L'équipe recommande également que la méthode soit utilisée non seulement dans les villes mais aussi dans la communauté nationale et mondiale. De cette façon, les zones où les tests de diagnostic sont coûteux et impossibles pourraient avoir les moyens de tester la propagation du COVID-19.
«Une fois qu'un vaccin est développé et administré, la surveillance des eaux usées peut faciliter la détection précoce de la réémergence du SRAS-CoV-2 dans les communautés et être utilisée pour diriger les ressources pour l'administration du vaccin, conformément aux travaux antérieurs effectués dans les années 1960 qui ont facilité la la livraison du vaccin antipoliomyélitique oral pour prévenir les flambées », ont ajouté les chercheurs.

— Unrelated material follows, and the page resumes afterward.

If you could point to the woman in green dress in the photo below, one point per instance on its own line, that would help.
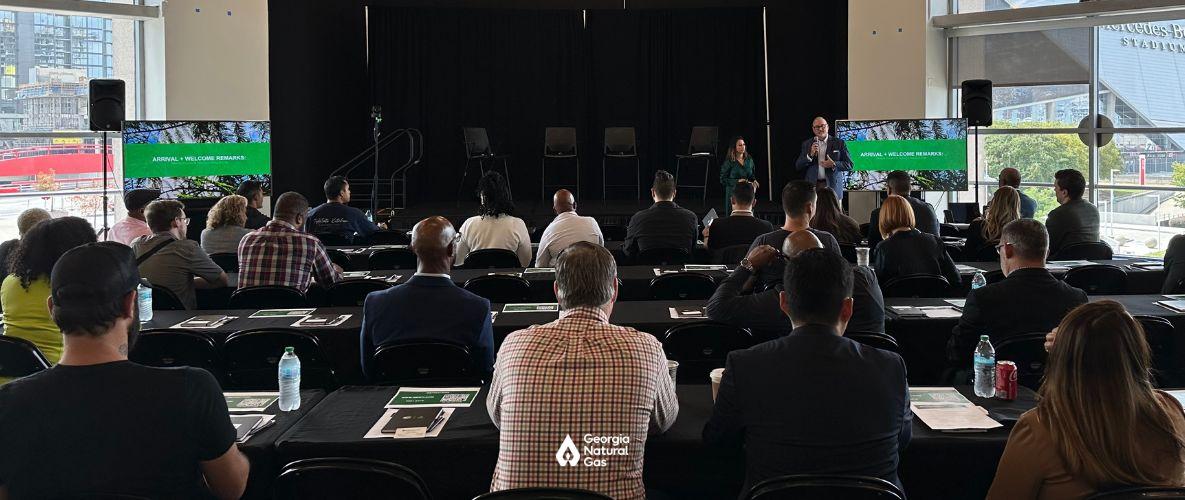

Les États-Unis restent le pays avec le plus grand nombre de cas, atteignant plus de 10 millions de cas. Le bilan des morts dans le pays a dépassé 238 000 morts. À l'échelle mondiale, le nombre de cas a dépassé les 50,8 millions et le nombre devrait augmenter dans les semaines à venir, alors que de plus en plus de pays connaissent la deuxième vague de propagation du virus.
*Avis important
medRxiv publie des rapports scientifiques préliminaires qui ne sont pas évalués par des pairs et, par conséquent, ne doivent pas être considérés comme concluants, guider la pratique clinique / les comportements liés à la santé, ou traités comme des informations établies.